Your resume and cover letter successfully outline your qualifications. You’re nailing all the reasons you’re the right person for the job in the interview. But when the interviewer says, “Give me an example of a time you did something wrong, and how you handled it?” you freeze.
No one wants to talk about their screw-ups, but doing so with confidence and answering this question well can prove crucial if you want the job. When interviewers ask this question they’re trying to evaluate how you responded in a tough situation, says Corey Listar, staffing operations manager for Atlanta-based building materials manufacturer Oldcastle.
These four tips can help you answer this tough question with confidence and offer an answer that will not only pass this test, but also impress your interviewer in the process.
Never say never
Answer honestly because anyone who says they’ve never made a mistake is obviously lying or delusional. As unpleasant as it may be to discuss, you must admit to a mistake and explain how you made things right in some detail.

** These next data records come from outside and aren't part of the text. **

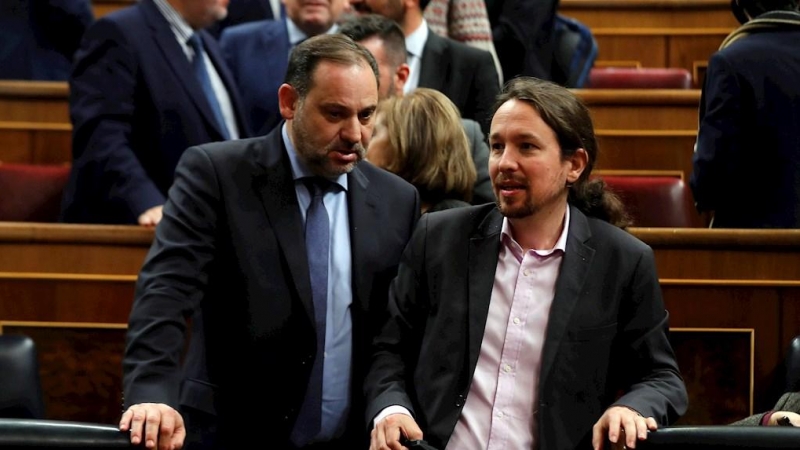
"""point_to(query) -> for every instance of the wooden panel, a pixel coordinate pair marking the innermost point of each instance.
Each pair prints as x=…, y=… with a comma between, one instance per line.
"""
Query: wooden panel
x=642, y=109
x=103, y=7
x=679, y=14
x=35, y=143
x=34, y=101
x=80, y=365
x=703, y=354
x=647, y=51
x=646, y=150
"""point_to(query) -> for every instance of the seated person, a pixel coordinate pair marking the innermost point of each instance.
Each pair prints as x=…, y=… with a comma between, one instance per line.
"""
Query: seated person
x=419, y=136
x=785, y=412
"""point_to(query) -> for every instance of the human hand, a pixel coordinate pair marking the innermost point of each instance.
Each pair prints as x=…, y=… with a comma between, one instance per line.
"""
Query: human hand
x=151, y=217
x=619, y=420
x=794, y=418
x=387, y=433
x=163, y=426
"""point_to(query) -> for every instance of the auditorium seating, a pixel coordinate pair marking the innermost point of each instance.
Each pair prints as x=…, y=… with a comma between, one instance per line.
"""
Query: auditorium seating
x=35, y=192
x=639, y=78
x=20, y=385
x=721, y=437
x=19, y=434
x=653, y=198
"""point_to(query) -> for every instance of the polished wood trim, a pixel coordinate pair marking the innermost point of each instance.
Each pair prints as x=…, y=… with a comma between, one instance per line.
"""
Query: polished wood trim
x=648, y=97
x=35, y=126
x=728, y=283
x=67, y=276
x=618, y=63
x=639, y=173
x=75, y=233
x=763, y=239
x=37, y=324
x=642, y=4
x=661, y=32
x=645, y=133
x=37, y=89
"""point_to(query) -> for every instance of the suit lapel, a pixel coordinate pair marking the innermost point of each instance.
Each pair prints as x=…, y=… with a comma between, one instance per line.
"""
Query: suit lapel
x=362, y=203
x=275, y=186
x=431, y=73
x=572, y=275
x=177, y=61
x=484, y=247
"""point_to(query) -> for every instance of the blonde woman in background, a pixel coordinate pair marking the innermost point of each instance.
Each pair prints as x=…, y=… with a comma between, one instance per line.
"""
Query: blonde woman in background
x=420, y=137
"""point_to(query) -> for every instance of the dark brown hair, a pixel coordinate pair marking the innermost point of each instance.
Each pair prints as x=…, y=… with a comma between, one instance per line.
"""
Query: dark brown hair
x=336, y=48
x=569, y=119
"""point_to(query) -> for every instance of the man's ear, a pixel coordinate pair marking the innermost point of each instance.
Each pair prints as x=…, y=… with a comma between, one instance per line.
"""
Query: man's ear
x=577, y=164
x=401, y=77
x=287, y=101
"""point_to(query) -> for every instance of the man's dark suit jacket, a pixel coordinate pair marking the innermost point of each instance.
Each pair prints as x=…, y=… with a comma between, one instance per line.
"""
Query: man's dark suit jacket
x=607, y=329
x=135, y=106
x=466, y=75
x=230, y=254
x=38, y=38
x=747, y=159
x=258, y=55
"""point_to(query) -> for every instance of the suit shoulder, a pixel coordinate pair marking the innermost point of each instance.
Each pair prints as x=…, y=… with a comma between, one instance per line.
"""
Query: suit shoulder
x=246, y=30
x=607, y=234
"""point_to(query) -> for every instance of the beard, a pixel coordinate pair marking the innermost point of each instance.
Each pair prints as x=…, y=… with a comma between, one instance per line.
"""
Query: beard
x=318, y=160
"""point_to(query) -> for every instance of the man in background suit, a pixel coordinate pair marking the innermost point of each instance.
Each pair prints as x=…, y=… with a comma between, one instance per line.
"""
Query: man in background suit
x=519, y=324
x=136, y=105
x=384, y=39
x=39, y=37
x=747, y=156
x=466, y=75
x=258, y=53
x=231, y=255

“I would much rather you tell me what you learned from a mistake,” says John Rampton, founder and CEO of Due, an online invoicing company based in Palo Alto, California. Everyone makes mistakes, it’s how you get past those mistakes that interests me.”
You say: In my position three years ago at Company X, I missed a major deadline, which is why I'm extremely vigilant on keeping my calendar and to do list up to date every day.
Don’t blame others
Admit your mistake and take full responsibility for it. Don’t try to blame someone else or spread the blame around, taking only part for yourself. Interviewers don’t want to hear how your teammate gave you bad information and caused your mistake.
“Take responsibility of a mistake that happened. Own it,” Rampton says. “It was 100% your mistake and it shouldn’t have happened.”
“Taking responsibility is about being straightforward and contrite,” says Andrew Pearl, certified resume writer and interview coach with the Orlando-based Precision Resumes. The interviewer wants to see how you react to a difficult question, how you handle pressure, and if you’ll fit in with the company’s culture.
If the mistake truly wasn’t your own, pick a different mistake.
You say: I missed the deadline because I didn’t maintain proper communication with my team members.
Tell them you handled it like a champ
Explain in detail how you solved the problem. And be honest about it, no matter how bad you think your explanation may make you look. The interviewer won’t necessarily see it that way.
“The interviewer wants to see if the candidate is adaptable and flexible,” Pearl says. “How do they deal with problems and what do they do when presented with a challenge?”
You say: As soon as I realized I was going to miss the deadline, I contacted all the stakeholders in the project to smooth things over, and we all put in the extra hours needed to get it completed quickly.
Talk about lessons learned
“As long as you were able to learn from it, you can admit to most any mistake—within reason,” Listar says. “The interviewer is looking to hear that you did learn from it and put parameters in place so it does not happen again.”
Tell a story that highlights your ability to learn—and learn well enough not to make the same mistake again. “In almost every role, the best candidate is going to be a strong problem solver,” Pearl says. “This question helps show how we recover from a problem.”
You say: After I missed that deadline, I created a spreadsheet for all future projects that showed everyone a project snapshot and clearly indicated deadlines and where we’re at in the process at any given time. Since then, I’ve never missed a deadline.